Last Thursday, Israeli Defence Minister Shaul Mofaz said that in less than a year, Iran would be on its way to making a nuclear weapon.
Mofaz was repeating what Mossad chief Meir Dagan had said in an appearance before the Knesset's Foreign Affairs and Defence Committee last Tuesday: "By the end of 2005, Iran will have reached the point of no return in its technology for manufacturing nuclear bombs. Three to four years later it will be able to build a nuclear bomb."
Mofaz went on to say that an Israeli pre-emptive strike against Iran could not be ruled out.
The Israeli comments went hand in hand with those echoed in Washington. Last week, and on the day that George W. Bush was sworn in for his second term, US Vice-President Dick Cheney said that Iran was "right at the top of the list" of what he described as "global trouble spots".

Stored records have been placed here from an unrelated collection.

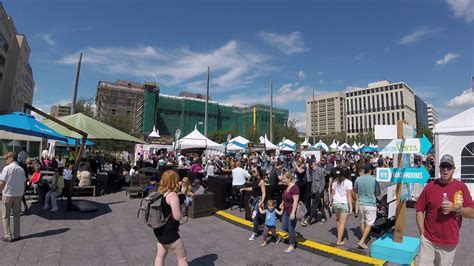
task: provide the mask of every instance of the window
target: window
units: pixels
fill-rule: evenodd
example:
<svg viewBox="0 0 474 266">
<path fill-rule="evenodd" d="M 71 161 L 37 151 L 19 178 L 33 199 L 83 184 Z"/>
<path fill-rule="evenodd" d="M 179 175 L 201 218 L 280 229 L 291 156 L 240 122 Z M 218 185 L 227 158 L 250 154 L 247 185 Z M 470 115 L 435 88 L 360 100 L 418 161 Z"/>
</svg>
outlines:
<svg viewBox="0 0 474 266">
<path fill-rule="evenodd" d="M 362 98 L 359 98 L 359 111 L 362 111 Z"/>
<path fill-rule="evenodd" d="M 393 101 L 393 92 L 390 93 L 390 101 L 391 101 L 390 106 L 391 106 L 392 109 L 393 109 L 393 107 L 395 106 L 395 102 Z"/>
<path fill-rule="evenodd" d="M 359 131 L 359 119 L 357 119 L 357 117 L 355 118 L 355 122 L 356 122 L 356 124 L 355 124 L 355 130 L 356 130 L 356 131 Z"/>
<path fill-rule="evenodd" d="M 352 132 L 354 132 L 354 130 L 355 130 L 355 127 L 354 127 L 354 117 L 351 117 L 351 128 L 352 128 Z"/>
<path fill-rule="evenodd" d="M 403 91 L 400 91 L 400 104 L 403 106 Z"/>
<path fill-rule="evenodd" d="M 386 113 L 386 115 L 387 115 L 387 125 L 390 125 L 390 114 Z"/>
<path fill-rule="evenodd" d="M 364 111 L 367 110 L 367 104 L 366 104 L 366 100 L 365 100 L 365 99 L 366 99 L 366 97 L 364 97 Z"/>
<path fill-rule="evenodd" d="M 380 95 L 380 98 L 382 99 L 382 105 L 380 107 L 384 108 L 385 107 L 385 104 L 383 103 L 383 94 Z M 383 109 L 382 109 L 383 110 Z"/>
<path fill-rule="evenodd" d="M 375 115 L 372 115 L 372 121 L 374 121 L 374 127 L 377 124 L 377 121 L 375 120 Z"/>
<path fill-rule="evenodd" d="M 5 50 L 5 53 L 8 52 L 8 43 L 7 40 L 5 40 L 5 37 L 3 37 L 3 34 L 0 33 L 0 47 Z"/>
<path fill-rule="evenodd" d="M 380 114 L 377 114 L 377 122 L 380 125 Z"/>
<path fill-rule="evenodd" d="M 397 124 L 397 121 L 395 121 L 395 113 L 392 113 L 392 123 L 393 123 L 394 125 Z"/>
<path fill-rule="evenodd" d="M 400 112 L 397 112 L 397 121 L 400 120 Z"/>
<path fill-rule="evenodd" d="M 0 66 L 5 66 L 5 61 L 7 61 L 5 57 L 3 57 L 3 55 L 0 55 Z"/>
<path fill-rule="evenodd" d="M 369 115 L 369 128 L 372 128 L 372 117 Z"/>
<path fill-rule="evenodd" d="M 467 144 L 461 151 L 461 178 L 474 179 L 474 142 Z"/>
<path fill-rule="evenodd" d="M 401 84 L 401 83 L 398 84 L 398 88 L 400 88 L 400 89 L 403 88 L 403 84 Z"/>
<path fill-rule="evenodd" d="M 116 115 L 117 114 L 117 109 L 112 109 L 112 114 Z"/>
<path fill-rule="evenodd" d="M 364 128 L 364 124 L 362 124 L 362 116 L 359 116 L 359 122 L 360 122 L 360 130 Z"/>
<path fill-rule="evenodd" d="M 374 110 L 374 109 L 375 109 L 375 96 L 374 96 L 374 95 L 372 95 L 372 111 L 374 111 L 374 112 L 375 112 L 375 110 Z"/>
<path fill-rule="evenodd" d="M 398 93 L 395 92 L 395 104 L 398 108 Z"/>
<path fill-rule="evenodd" d="M 389 110 L 389 108 L 390 108 L 390 103 L 388 102 L 388 93 L 385 94 L 385 102 L 386 102 L 385 105 L 387 106 L 387 110 Z"/>
<path fill-rule="evenodd" d="M 370 112 L 370 96 L 367 97 L 367 108 L 369 109 L 369 112 Z"/>
<path fill-rule="evenodd" d="M 379 102 L 379 100 L 380 100 L 380 97 L 379 97 L 379 95 L 377 94 L 377 111 L 380 110 L 380 109 L 379 109 L 379 108 L 380 108 L 380 102 Z"/>
<path fill-rule="evenodd" d="M 405 120 L 405 112 L 402 111 L 402 120 Z"/>
<path fill-rule="evenodd" d="M 356 103 L 357 104 L 357 103 Z M 354 99 L 351 99 L 351 111 L 354 111 Z"/>
</svg>

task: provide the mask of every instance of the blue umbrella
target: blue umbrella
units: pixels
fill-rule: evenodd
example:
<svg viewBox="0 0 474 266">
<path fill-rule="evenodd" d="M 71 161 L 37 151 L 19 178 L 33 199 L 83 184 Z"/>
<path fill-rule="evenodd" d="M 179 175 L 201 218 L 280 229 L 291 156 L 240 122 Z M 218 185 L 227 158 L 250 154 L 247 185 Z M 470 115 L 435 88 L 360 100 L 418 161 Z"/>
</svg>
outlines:
<svg viewBox="0 0 474 266">
<path fill-rule="evenodd" d="M 0 115 L 0 129 L 46 139 L 66 140 L 63 135 L 45 126 L 32 115 L 21 112 Z"/>
<path fill-rule="evenodd" d="M 70 146 L 76 146 L 76 141 L 77 141 L 77 145 L 81 145 L 81 142 L 82 140 L 77 140 L 75 138 L 67 138 L 67 141 L 58 141 L 57 143 L 59 144 L 64 144 L 64 145 L 70 145 Z M 91 145 L 94 145 L 95 142 L 93 142 L 92 140 L 86 140 L 86 146 L 91 146 Z"/>
</svg>

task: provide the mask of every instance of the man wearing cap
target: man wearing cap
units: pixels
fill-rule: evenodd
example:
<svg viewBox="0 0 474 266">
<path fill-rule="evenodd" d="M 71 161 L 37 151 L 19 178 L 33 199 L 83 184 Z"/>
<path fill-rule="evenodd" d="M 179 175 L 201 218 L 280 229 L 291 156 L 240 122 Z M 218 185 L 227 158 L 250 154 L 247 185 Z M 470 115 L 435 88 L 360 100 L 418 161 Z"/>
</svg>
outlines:
<svg viewBox="0 0 474 266">
<path fill-rule="evenodd" d="M 452 265 L 462 217 L 472 217 L 474 212 L 467 186 L 453 178 L 453 156 L 443 155 L 439 168 L 440 178 L 425 186 L 415 204 L 421 234 L 418 265 Z M 445 193 L 447 200 L 443 200 Z"/>
<path fill-rule="evenodd" d="M 25 193 L 25 171 L 17 162 L 15 154 L 9 152 L 3 155 L 7 166 L 3 168 L 0 175 L 0 190 L 2 190 L 2 221 L 5 242 L 20 239 L 20 206 L 21 198 Z M 13 212 L 13 236 L 10 229 L 10 213 Z"/>
</svg>

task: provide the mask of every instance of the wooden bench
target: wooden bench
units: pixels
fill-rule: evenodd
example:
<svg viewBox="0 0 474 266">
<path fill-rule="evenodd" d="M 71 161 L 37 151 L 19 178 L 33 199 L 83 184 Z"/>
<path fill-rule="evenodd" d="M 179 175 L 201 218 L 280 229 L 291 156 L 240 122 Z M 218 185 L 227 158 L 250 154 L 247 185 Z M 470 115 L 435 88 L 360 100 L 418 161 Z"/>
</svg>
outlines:
<svg viewBox="0 0 474 266">
<path fill-rule="evenodd" d="M 74 186 L 72 194 L 74 196 L 87 196 L 92 192 L 92 197 L 95 197 L 95 186 Z"/>
<path fill-rule="evenodd" d="M 193 196 L 193 203 L 188 207 L 188 216 L 190 218 L 200 218 L 214 214 L 214 193 L 206 192 L 201 195 Z"/>
<path fill-rule="evenodd" d="M 130 199 L 133 195 L 140 195 L 142 198 L 144 196 L 143 188 L 145 185 L 148 185 L 150 182 L 150 178 L 143 175 L 143 174 L 138 174 L 130 180 L 130 187 L 127 188 L 125 191 L 125 196 L 128 196 Z"/>
</svg>

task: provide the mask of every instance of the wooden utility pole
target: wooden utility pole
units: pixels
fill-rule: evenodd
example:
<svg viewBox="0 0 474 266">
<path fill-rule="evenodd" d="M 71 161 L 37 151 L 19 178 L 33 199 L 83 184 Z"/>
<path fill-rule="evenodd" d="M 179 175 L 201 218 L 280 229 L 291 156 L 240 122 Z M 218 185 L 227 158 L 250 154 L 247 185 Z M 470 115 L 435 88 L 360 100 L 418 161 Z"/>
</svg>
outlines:
<svg viewBox="0 0 474 266">
<path fill-rule="evenodd" d="M 403 125 L 405 121 L 397 121 L 397 138 L 402 139 L 402 147 L 405 144 L 403 136 Z M 397 160 L 397 168 L 402 168 L 403 166 L 403 154 L 399 153 Z M 393 240 L 397 243 L 403 242 L 403 231 L 405 229 L 405 212 L 407 208 L 406 199 L 402 199 L 403 183 L 397 183 L 397 212 L 395 214 L 395 233 Z"/>
<path fill-rule="evenodd" d="M 204 136 L 207 138 L 207 123 L 208 123 L 208 105 L 209 105 L 209 79 L 210 79 L 211 69 L 207 67 L 207 86 L 206 86 L 206 106 L 204 109 Z"/>
<path fill-rule="evenodd" d="M 273 80 L 270 81 L 270 142 L 273 143 Z"/>
<path fill-rule="evenodd" d="M 79 87 L 79 76 L 81 74 L 81 62 L 82 62 L 82 52 L 79 55 L 79 62 L 77 63 L 77 72 L 76 72 L 76 82 L 74 83 L 74 96 L 72 97 L 72 107 L 71 114 L 75 114 L 77 111 L 76 101 L 77 101 L 77 88 Z"/>
</svg>

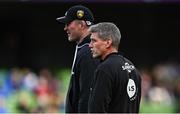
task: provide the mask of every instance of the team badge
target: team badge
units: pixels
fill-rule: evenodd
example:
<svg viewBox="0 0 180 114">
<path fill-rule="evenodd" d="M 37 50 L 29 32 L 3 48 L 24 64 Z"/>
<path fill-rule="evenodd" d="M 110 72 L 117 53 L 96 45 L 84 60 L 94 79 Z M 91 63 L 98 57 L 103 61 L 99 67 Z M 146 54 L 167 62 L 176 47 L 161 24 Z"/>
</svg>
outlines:
<svg viewBox="0 0 180 114">
<path fill-rule="evenodd" d="M 77 11 L 77 17 L 78 17 L 79 19 L 81 19 L 83 16 L 84 16 L 84 11 L 83 11 L 83 10 L 78 10 L 78 11 Z"/>
<path fill-rule="evenodd" d="M 129 79 L 128 84 L 127 84 L 127 94 L 130 98 L 130 100 L 134 100 L 136 98 L 136 84 L 134 80 Z"/>
</svg>

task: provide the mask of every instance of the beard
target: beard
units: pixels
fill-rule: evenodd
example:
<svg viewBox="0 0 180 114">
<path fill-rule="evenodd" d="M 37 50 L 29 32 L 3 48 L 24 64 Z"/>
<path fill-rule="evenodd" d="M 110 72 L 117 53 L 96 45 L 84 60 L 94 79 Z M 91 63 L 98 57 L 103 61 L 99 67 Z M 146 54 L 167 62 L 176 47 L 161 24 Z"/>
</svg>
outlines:
<svg viewBox="0 0 180 114">
<path fill-rule="evenodd" d="M 98 51 L 91 51 L 92 52 L 92 57 L 93 58 L 100 58 L 101 57 L 101 55 L 100 55 L 100 53 L 98 53 Z"/>
<path fill-rule="evenodd" d="M 75 39 L 75 38 L 72 38 L 72 37 L 70 37 L 70 36 L 68 36 L 68 41 L 69 41 L 69 42 L 75 42 L 76 39 Z"/>
<path fill-rule="evenodd" d="M 80 35 L 78 34 L 68 34 L 68 41 L 69 42 L 78 42 L 80 40 Z"/>
</svg>

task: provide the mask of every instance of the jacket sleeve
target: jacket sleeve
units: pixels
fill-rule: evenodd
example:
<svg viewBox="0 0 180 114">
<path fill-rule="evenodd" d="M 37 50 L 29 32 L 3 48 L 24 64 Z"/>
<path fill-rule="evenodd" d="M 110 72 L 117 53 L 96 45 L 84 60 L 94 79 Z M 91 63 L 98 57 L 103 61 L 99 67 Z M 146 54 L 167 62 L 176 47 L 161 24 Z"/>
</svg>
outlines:
<svg viewBox="0 0 180 114">
<path fill-rule="evenodd" d="M 90 94 L 90 84 L 93 80 L 94 71 L 97 67 L 98 61 L 93 59 L 91 53 L 86 53 L 80 60 L 79 71 L 79 102 L 78 112 L 88 111 L 88 100 Z"/>
<path fill-rule="evenodd" d="M 98 70 L 90 94 L 88 112 L 105 113 L 112 96 L 112 78 L 104 71 Z"/>
</svg>

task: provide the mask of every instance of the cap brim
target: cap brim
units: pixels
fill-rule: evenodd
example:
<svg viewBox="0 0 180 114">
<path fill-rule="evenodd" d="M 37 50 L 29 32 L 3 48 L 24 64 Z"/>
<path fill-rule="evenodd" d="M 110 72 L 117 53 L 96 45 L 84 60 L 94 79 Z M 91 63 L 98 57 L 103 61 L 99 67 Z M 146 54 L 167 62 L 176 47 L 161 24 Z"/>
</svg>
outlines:
<svg viewBox="0 0 180 114">
<path fill-rule="evenodd" d="M 64 23 L 64 24 L 67 24 L 67 23 L 70 22 L 70 20 L 69 20 L 66 16 L 58 17 L 58 18 L 56 18 L 56 20 L 57 20 L 58 22 L 61 22 L 61 23 Z"/>
</svg>

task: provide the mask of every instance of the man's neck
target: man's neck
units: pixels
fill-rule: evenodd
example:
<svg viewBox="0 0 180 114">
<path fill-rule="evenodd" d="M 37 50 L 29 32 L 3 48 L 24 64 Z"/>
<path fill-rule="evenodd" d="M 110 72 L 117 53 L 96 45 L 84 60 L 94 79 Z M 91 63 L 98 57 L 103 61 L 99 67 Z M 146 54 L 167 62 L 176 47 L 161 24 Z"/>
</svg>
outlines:
<svg viewBox="0 0 180 114">
<path fill-rule="evenodd" d="M 105 54 L 101 57 L 101 60 L 104 60 L 109 54 L 111 53 L 117 53 L 118 50 L 115 48 L 110 48 Z"/>
<path fill-rule="evenodd" d="M 87 30 L 84 30 L 82 32 L 82 35 L 81 35 L 81 38 L 80 40 L 78 41 L 78 44 L 81 43 L 83 41 L 84 38 L 86 38 L 90 33 L 87 31 Z"/>
</svg>

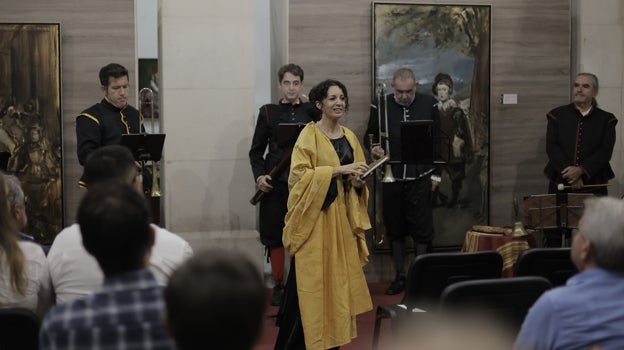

Cheney, too, said that Israel would most probably attack Iran.
It seems that Mofaz and Cheney are working for the same administration. Undoubtedly, the region should be free of all nuclear weapons. Iran should definitely comply with international regulations governing nuclear programmes.
And so should Israel, which has neither signed the Non-Proliferation Treaty nor allowed its activities to be monitored by the International Atomic Energy Agency. If transparency is demanded from Iran, the same should be applied to Israel.
The real question is why tensions are being heightened now when there are serious developments taking place on two important fronts Iraq and the Palestinian Occupied Territories.